Le déplacement d’un tabou

Est tabou ce sur quoi l’on fait silence, non pas intentionnellement, mais parce que cela menace de remettre en cause le fondement caché de notre lien social et qu’en parler ferait déjà trembler celui-ci. Tel est le sacré, jusque dans les sociétés laïques : ce qui fonde en dernier ressort le sens même de notre vie commune.

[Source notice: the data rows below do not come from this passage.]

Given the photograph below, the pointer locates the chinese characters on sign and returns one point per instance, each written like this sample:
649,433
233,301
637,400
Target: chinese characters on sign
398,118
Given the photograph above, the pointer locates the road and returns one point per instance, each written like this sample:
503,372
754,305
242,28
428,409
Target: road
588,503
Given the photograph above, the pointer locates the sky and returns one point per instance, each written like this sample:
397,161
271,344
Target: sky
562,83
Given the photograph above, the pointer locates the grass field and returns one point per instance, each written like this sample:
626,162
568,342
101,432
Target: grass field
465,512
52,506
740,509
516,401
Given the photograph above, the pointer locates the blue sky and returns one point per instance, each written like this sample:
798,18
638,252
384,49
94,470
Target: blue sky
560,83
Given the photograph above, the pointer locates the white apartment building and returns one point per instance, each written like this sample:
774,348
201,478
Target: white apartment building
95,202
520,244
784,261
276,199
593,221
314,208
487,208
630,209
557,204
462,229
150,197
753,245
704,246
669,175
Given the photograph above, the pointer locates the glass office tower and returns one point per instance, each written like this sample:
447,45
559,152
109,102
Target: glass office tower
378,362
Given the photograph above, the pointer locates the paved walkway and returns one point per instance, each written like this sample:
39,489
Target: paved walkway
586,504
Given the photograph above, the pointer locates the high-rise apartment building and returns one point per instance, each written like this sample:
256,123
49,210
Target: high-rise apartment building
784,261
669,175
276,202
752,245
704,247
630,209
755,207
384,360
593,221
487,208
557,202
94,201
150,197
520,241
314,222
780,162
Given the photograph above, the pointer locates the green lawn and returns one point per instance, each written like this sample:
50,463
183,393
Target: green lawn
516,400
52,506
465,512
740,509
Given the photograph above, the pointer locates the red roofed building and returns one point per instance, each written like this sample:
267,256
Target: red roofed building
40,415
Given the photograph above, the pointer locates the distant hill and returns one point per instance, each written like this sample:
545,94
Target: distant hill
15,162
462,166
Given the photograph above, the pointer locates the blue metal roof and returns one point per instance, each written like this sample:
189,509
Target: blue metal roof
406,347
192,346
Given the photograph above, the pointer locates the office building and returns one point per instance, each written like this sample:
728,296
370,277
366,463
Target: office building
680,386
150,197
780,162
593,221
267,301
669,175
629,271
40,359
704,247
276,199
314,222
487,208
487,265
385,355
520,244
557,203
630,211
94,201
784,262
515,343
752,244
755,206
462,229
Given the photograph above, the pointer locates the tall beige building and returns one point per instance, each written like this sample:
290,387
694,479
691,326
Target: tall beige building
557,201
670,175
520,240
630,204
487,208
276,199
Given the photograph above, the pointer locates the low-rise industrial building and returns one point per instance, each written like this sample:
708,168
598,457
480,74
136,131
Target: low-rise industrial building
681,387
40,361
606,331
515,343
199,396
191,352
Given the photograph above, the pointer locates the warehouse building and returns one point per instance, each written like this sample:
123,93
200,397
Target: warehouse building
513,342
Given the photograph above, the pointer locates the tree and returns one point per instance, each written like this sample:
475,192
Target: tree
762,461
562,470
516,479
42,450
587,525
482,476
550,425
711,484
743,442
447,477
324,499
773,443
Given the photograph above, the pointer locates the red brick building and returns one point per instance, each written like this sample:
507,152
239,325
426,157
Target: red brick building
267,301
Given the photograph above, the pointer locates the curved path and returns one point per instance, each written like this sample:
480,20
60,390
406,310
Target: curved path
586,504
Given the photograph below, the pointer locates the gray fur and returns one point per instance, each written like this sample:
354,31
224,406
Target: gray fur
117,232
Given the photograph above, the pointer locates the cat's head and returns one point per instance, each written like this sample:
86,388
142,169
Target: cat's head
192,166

Loin d’être un tabou parce qu’elle menacerait d’ébranler le caractère sacré de ce qui nous relie (le capital, la liberté individuelle, la jouissance, le phallo-centrisme… je vous laisse compléter la liste), la fin de vie est devenue une question de société ouverte, morale et politique, qui fait l’objet d’un débat public récurrent depuis plusieurs années, mais elle est aussi devenue un objet d’exposition médiatique : on ne s’intéresse plus seulement à la mort des célébrités mais de plus en plus à l’image que leur fin de vie renvoie d’elles et qu’elles-mêmes renvoient en parlant ouvertement de leur maladie incurable et de leur mort imminente, parfois choisie.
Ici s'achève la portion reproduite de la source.